PUBLISHED : Wednesday, 16 November, 2011, 12:00am
UPDATED : Wednesday, 16 November, 2011, 12:00am
 

When it comes to oil prices, what goes up doesn't necessarily come down - or at least not by as much.

Local retail price for diesel jumps when international oil prices rise, but don't fall as much when global prices fall, the Consumer Council found.

The research, launched after a group of drivers complained in March last year about what they said were unfair pricing practices by oil companies, compared local diesel prices with the Brent crude oil price from January 2007 to July this year.

It found the drivers were right up to a point: the gap between the import price and retail price of diesel widened when crude oil prices fluctuated.

Based on limited information, the council said the net profit earned by some companies - which it refused to name - had increased from HK$0.03 per litre to HK$0.83 over the past five years.

The oil firms said they were not earning as much as estimated by the council due to rising costs and discounts offered to professional fleets.

But the council said they should release more information to show this was the case.

'Oil companies can reveal actual data to the public to demonstrate that they do not make use of fluctuating diesel prices in the international market to get additional profit,' Ambrose Ho Pui-him, chairman of the council's Publicity and Community Relations Committee, said.

When the crude oil price peaked in July 2008, the average retail price of diesel was HK$3 a litre higher than the international crude oil price.
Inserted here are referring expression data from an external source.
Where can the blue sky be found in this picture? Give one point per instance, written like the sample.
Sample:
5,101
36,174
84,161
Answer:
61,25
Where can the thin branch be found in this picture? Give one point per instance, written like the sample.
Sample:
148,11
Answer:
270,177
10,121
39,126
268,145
When crude dropped to its lowest point in the 55 months covered by the research in January 2009, the retail price was HK$6 higher than the international oil price.

The government reduced the diesel tax in 2007 and 2008, but it failed to stop the widening price difference.
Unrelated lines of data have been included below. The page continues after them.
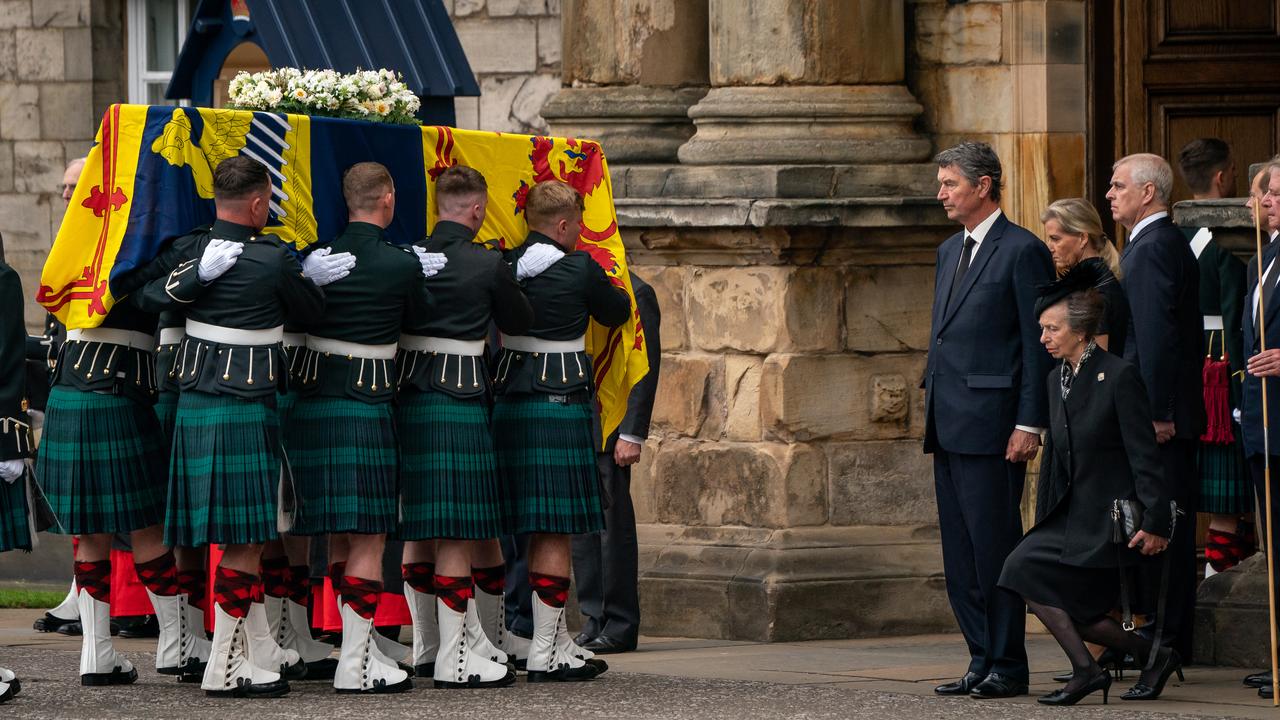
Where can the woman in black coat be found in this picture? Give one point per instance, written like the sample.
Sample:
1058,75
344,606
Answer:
1100,447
The international price began a gradual climb from the beginning of 2009, and the difference between crude and retail prices remained at HK$4 to HK$5 per litre.

Nevertheless, the watchdog found no indication of price collusion among the companies. Usually one company adjusted the price first and the others followed in several hours or one to two days.

Legislator Fred Li Wah-ming said that when a competition law took effect, an authority with investigative powers to look into price collusion would be established. It would be in a better position than the Consumer Council to check such behaviour.

Nevertheless, it will be up to the government to decide if it wants regulation in face of the oil oligarchy.

'Is the pricing practice of oil companies oligarchical behaviour?' Li said. 'The government should consider if it should monitor the oil market in a way similar to the electricity market [which is a duopoly].'

A Shell spokesman said diesel prices were affected by rent, labour costs and operation costs, on top of import prices.

Chevron said Hong Kong was one of the most expensive places to operate. It offered discounts for consumers and fleets, it added.